Ким охотно поменялся местами, прилип лбом к стеклу. Отсюда видны были и другие башни, и домик аэропорта с палисадником. Крошечная серебряная девушка провожала очередную партию пассажиров.

Посадка тянулась долго. Надо было поднять на лифте и разместить больше ста пассажиров. Наконец «хозяйка» объявила по радио: «До отлета осталось три минуты. Пожалуйста, усаживайтесь поудобнее, жесткие предметы выньте из карманов, на коленях ничего не держите. Предупреждаю, что после старта тяжесть удвоится ненадолго, на три-четыре минуты. Старайтесь дышать ровно, сидеть спокойно. Если почувствуете себя плохо, вызывайте врача, нажимая кнопку с красным крестом».

— Неужели только один врач на всех? — забеспокоилась старушка, сидевшая против Кима. Она уже успела сообщить, что едет с мужем на Луну в санаторий для сердечников лечиться пониженной тяжестью.

Ким успокоил ее, сказал, что он сам врач, поможет, если понадобится. Посмотрел, какие таблетки есть в аптечке, выбрал покоин, посоветовал принять для профилактики.

Одна минута до старта… сорок секунд… двадцать… десять… две… одна!
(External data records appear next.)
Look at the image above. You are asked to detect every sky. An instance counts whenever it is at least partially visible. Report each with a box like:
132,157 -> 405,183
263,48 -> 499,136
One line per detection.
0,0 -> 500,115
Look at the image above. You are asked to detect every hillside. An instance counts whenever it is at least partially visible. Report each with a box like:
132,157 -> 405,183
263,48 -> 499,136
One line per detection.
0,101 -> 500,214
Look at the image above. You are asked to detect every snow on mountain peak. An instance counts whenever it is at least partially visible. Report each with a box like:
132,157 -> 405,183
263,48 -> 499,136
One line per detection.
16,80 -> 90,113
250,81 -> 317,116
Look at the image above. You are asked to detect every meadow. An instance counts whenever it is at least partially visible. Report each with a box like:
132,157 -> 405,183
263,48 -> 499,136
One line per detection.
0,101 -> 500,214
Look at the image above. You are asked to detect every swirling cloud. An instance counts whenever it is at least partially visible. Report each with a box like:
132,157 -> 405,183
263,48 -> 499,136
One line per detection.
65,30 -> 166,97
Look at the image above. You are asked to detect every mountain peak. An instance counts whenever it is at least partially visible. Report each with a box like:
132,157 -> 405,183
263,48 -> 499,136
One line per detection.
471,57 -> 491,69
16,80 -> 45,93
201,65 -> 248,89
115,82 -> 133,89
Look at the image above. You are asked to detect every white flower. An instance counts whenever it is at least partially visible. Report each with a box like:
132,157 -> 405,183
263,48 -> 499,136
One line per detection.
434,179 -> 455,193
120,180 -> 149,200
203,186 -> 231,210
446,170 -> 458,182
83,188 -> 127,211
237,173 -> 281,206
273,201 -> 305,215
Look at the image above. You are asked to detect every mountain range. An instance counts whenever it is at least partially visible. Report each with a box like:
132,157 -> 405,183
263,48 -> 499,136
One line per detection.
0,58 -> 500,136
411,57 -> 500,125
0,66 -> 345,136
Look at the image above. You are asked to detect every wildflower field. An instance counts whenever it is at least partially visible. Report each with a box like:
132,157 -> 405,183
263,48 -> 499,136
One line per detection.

Полыхнуло фиолетовое пламя. Кима кинуло в кресло, прижало, как на крутом повороте. Он перевел дух, скосил глаза на старушку, поймал ее растерянно-благодарную улыбку. («Спасибо, я спокойна: таблетку приняла и врач рядом», — сказал ее взгляд.) Тяжесть не отпускала. Ощущение было такое, как при спуске с горы, неудержимо прижимает, хочется сжаться, сложиться. Но тут Ким вспомнил, что упускает самое интересное зрелище. Пересилил тяжесть, подтянул себя к столику, повернул лицо к окну.

Ракета была уже в стратосфере. Толстая башня стоймя врезалась в небо. Небо было густо-синим, а у горизонта насыщенно-голубым. Внизу же кружились слепящие вихри фиолетового пламени.

Синее быстро темнело, ракета как бы неслась в ночь. Вечерние краски сползали все ниже, тесня голубую ленту, над головой ширился черный свод, одна за другой зажигались звезды.

Дух захватило у Кима. Столько раз он читал описания, столько раз прокручивал в телебудке маршрут Москва-Луна, а на деле все оказалось величественнее. Там космос укладывался в рамку, там его выключить можно было.

Фиолетовое пламя внизу постепенно погасло. Оно погасло не потому, что двигатель перестал работать. Потоки фотонов извергались по-прежнему, но атмосфера осталась позади, воздух больше не рассеивал лучей, слабее становился ненужный ореол. И стали видны внизу розоватые облака, розоватые горы, равнины разных оттенков, синие и зеленые моря.